Au nom du principe de précaution maximal, la France va laver plus blanc que blanc. Comme souvent, nous voulons montrer l’exemple, mais celui-ci ne sera suivi par aucun pays européen. L’heure est grave. Nous allons massacrer des filières économiques entières, au niveau de l’agriculture.

 

Le mercredi 22 juin 2016 fut aussi un triste jour : alors que se jouait dans la salle l'avenir, au moins à court terme, de plusieurs pans de l'agriculture française, il ne s'est trouvé que 73 votants dans la salle et 67 pour exprimer un vote.

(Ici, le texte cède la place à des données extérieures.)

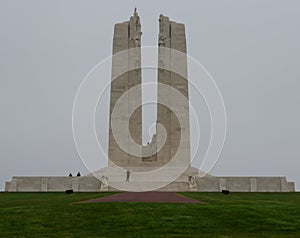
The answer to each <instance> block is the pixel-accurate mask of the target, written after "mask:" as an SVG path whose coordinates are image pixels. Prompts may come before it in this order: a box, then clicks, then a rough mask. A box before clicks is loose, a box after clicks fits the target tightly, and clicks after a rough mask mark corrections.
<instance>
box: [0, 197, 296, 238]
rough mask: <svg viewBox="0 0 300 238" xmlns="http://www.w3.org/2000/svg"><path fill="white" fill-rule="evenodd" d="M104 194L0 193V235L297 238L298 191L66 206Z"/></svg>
mask: <svg viewBox="0 0 300 238" xmlns="http://www.w3.org/2000/svg"><path fill="white" fill-rule="evenodd" d="M108 194H109V193H75V194H72V195H66V194H64V193H0V237H300V193H231V194H230V195H227V196H225V195H222V194H219V193H182V194H183V195H185V196H188V197H192V198H195V199H198V200H200V201H202V202H205V203H206V204H165V203H156V204H155V203H97V204H76V205H72V204H71V203H72V202H76V201H82V200H86V199H90V198H96V197H100V196H105V195H108Z"/></svg>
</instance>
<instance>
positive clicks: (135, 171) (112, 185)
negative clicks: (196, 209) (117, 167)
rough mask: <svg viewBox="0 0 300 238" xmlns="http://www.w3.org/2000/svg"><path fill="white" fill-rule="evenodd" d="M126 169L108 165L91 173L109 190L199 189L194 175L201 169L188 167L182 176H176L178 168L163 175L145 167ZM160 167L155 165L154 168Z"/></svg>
mask: <svg viewBox="0 0 300 238" xmlns="http://www.w3.org/2000/svg"><path fill="white" fill-rule="evenodd" d="M127 169H128V170H129V171H130V176H129V179H128V180H129V181H126V180H127V174H126V172H127ZM127 169H126V170H123V169H120V168H116V167H107V168H103V169H101V170H99V171H96V172H94V173H91V174H89V175H88V176H90V177H96V178H97V179H99V180H101V181H102V182H103V184H106V185H107V190H108V191H132V192H144V191H175V192H184V191H185V192H188V191H197V186H196V184H195V180H194V177H195V176H198V175H199V170H198V169H196V168H193V167H189V168H188V169H186V170H185V171H184V172H183V173H182V174H181V175H180V176H176V174H175V173H176V172H177V171H178V169H177V168H168V169H167V173H164V174H163V176H157V177H156V176H155V175H152V174H151V173H149V168H147V170H146V171H147V172H148V173H145V171H143V168H137V167H132V168H127ZM156 169H158V168H155V167H153V168H152V170H153V171H154V170H156Z"/></svg>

Le texte cité en début de billet a été adopté par 36 voix (deux de plus que la majorité) contre 31. Nous nous sommes donc trompés dans le pronostic émis dans un billet précédent : la hargne contre les néonicotinoïdes l'a emporté (la possibilité de dérogations étant un attrape-c...).

 

Nous pensons que c'est aussi un très mauvais coup pour l'apiculture et les abeilles. Car, s'il ne fait aucun doute que les néonicotinoïdes représentent un danger pour les abeilles, correctement utilisés, ils ne présentent pas de risques inacceptables. Et, remplaçant des solutions de lutte contre les ravageurs par des traitements en cours de culture, leur bilan risque-bénéfice est même meilleur.